Challenging World Wars’ epistemology of Existentialism in Selected Western and South Asian War Fiction
DOI:
https://doi.org/10.63056/Keywords:
Existentialism , Epistemic Decoloniality, War Narrative , Reframing , Indigenous War PerspectivesAbstract
This paper aims to challenge and set out critique, interrogation, and reframing of dominant World Wars’ Epistemology of Existentialism of in selected South Asian and Western war fiction through the Indigenous and decolonial lens by aligning it to the theoretical orientation of Linda Tuhiwai Smith’s Decolonizing Methodologies: Research and Research and Indigenous people. One of the Research objective is to examine the way dominant Western war narratives shape west-centric epistemology of Existentialism in Western war fiction, A Farewell to Arms by the way marginalizing or ignoring Indigenous perspectives of war. This research also aims to cross-examine the way South Asian war experience from Indigenous perspectives offers different narrative and epistemologies in the novels Across the Black Waters by adopting alternative ways of knowing war.
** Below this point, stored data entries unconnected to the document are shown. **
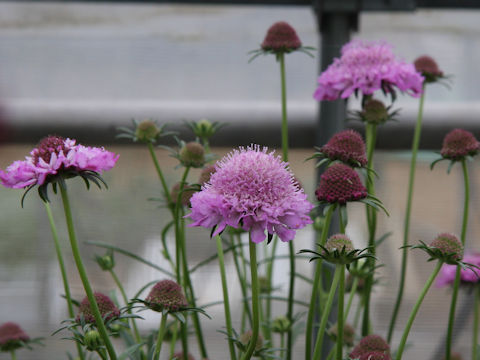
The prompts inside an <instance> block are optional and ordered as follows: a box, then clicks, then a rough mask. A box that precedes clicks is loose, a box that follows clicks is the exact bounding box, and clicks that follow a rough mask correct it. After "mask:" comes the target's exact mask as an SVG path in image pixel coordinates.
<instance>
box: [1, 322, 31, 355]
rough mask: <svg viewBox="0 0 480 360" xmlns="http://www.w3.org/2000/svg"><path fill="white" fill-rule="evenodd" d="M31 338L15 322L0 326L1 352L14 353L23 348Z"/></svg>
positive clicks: (18, 325)
mask: <svg viewBox="0 0 480 360" xmlns="http://www.w3.org/2000/svg"><path fill="white" fill-rule="evenodd" d="M29 340H30V337H29V336H28V335H27V334H26V333H25V332H24V331H23V330H22V328H21V327H20V326H19V325H18V324H16V323H14V322H6V323H4V324H2V325H0V351H5V352H9V351H13V350H16V349H18V348H20V347H23V346H24V345H25V343H27V342H29Z"/></svg>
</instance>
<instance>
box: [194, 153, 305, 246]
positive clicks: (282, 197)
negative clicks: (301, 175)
mask: <svg viewBox="0 0 480 360" xmlns="http://www.w3.org/2000/svg"><path fill="white" fill-rule="evenodd" d="M267 150H268V149H267V148H265V147H264V148H263V149H261V148H260V146H258V145H252V146H251V147H247V148H246V149H245V148H240V149H239V150H234V151H233V152H232V153H230V154H229V155H227V156H225V157H224V158H223V159H222V160H220V161H219V162H218V163H217V164H216V165H215V172H214V173H213V174H212V177H211V178H210V181H209V182H208V183H206V184H204V185H203V187H202V191H200V192H197V193H195V194H194V195H193V196H192V198H191V200H190V204H191V206H192V212H191V213H190V214H188V215H187V216H188V217H190V218H191V219H192V220H193V221H194V222H193V224H191V225H190V226H203V227H205V228H213V227H216V229H215V231H214V232H213V236H215V235H218V234H220V233H221V232H222V231H223V230H224V229H225V227H226V226H227V225H229V226H232V227H234V228H238V227H240V226H241V227H242V228H243V229H244V230H246V231H249V232H250V235H251V239H252V241H253V242H255V243H259V242H262V241H263V240H265V237H266V235H265V230H266V231H267V232H268V233H269V234H277V235H278V236H279V238H280V240H282V241H290V240H292V239H293V238H294V237H295V232H296V230H297V229H300V228H303V227H304V226H305V225H307V224H311V223H312V220H311V219H310V217H309V215H308V213H309V212H310V210H311V209H312V207H313V205H312V204H311V203H310V202H309V201H308V200H307V196H306V195H305V193H304V192H303V190H302V189H300V188H299V187H298V183H297V182H296V181H295V179H294V177H293V174H292V173H291V172H290V170H289V169H288V164H287V163H285V162H283V161H282V160H281V158H280V157H279V156H274V155H273V152H267Z"/></svg>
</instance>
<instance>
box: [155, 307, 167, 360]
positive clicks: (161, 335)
mask: <svg viewBox="0 0 480 360" xmlns="http://www.w3.org/2000/svg"><path fill="white" fill-rule="evenodd" d="M167 316H168V314H167V313H165V314H162V320H160V328H159V329H158V336H157V343H156V345H155V352H154V354H153V359H154V360H158V359H159V358H160V351H161V350H162V343H163V337H164V335H165V328H166V326H167Z"/></svg>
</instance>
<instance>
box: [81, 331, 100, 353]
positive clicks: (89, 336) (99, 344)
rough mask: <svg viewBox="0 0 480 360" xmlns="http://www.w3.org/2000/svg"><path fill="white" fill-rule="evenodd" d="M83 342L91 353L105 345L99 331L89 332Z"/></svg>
mask: <svg viewBox="0 0 480 360" xmlns="http://www.w3.org/2000/svg"><path fill="white" fill-rule="evenodd" d="M83 340H84V342H85V347H86V348H87V350H89V351H95V350H97V349H98V348H99V347H100V346H102V345H103V341H102V337H101V336H100V333H99V332H98V331H97V330H88V331H87V332H86V333H85V335H84V337H83Z"/></svg>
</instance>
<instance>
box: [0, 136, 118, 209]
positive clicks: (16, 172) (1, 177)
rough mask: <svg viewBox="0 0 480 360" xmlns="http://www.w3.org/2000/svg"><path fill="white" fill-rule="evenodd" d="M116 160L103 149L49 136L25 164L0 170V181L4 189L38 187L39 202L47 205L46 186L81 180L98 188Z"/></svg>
mask: <svg viewBox="0 0 480 360" xmlns="http://www.w3.org/2000/svg"><path fill="white" fill-rule="evenodd" d="M118 157H119V155H115V154H114V153H112V152H109V151H106V150H105V149H103V148H97V147H89V146H88V147H87V146H83V145H79V144H76V141H75V140H71V139H65V138H62V137H60V136H48V137H46V138H44V139H43V140H41V141H40V143H39V144H38V146H37V147H36V148H35V149H33V150H32V151H31V152H30V156H27V157H26V158H25V160H19V161H15V162H13V163H12V164H11V165H10V166H8V167H7V169H6V170H5V171H4V170H0V181H1V182H2V185H4V186H5V187H9V188H14V189H20V188H26V189H27V192H28V190H30V189H31V188H33V187H34V186H36V185H38V186H39V194H40V196H41V197H42V200H44V201H48V195H47V186H48V184H49V183H57V182H60V183H62V182H63V181H64V180H65V179H68V178H71V177H74V176H80V177H82V178H83V180H85V182H86V184H87V186H89V181H92V182H94V183H95V184H96V185H98V186H99V187H100V183H103V184H105V182H104V181H103V179H102V178H101V177H100V174H101V173H102V172H103V171H107V170H110V169H111V168H113V166H114V165H115V163H116V162H117V160H118ZM22 200H23V199H22Z"/></svg>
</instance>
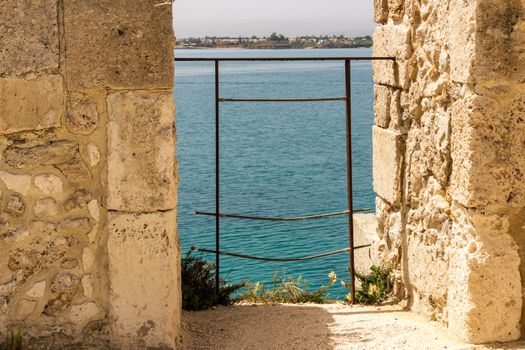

By emphasizing relationality, material purpose, and epistemic justice, Indigenous war literature like reconceptualizes war and highlights that war literature is far from a neutral intellectual activity rather a deeply political and epistemologically charged engagement. In this sense, war literature is not merely a record of human conflict but a site of debate over historical memory epistemological legitimacy.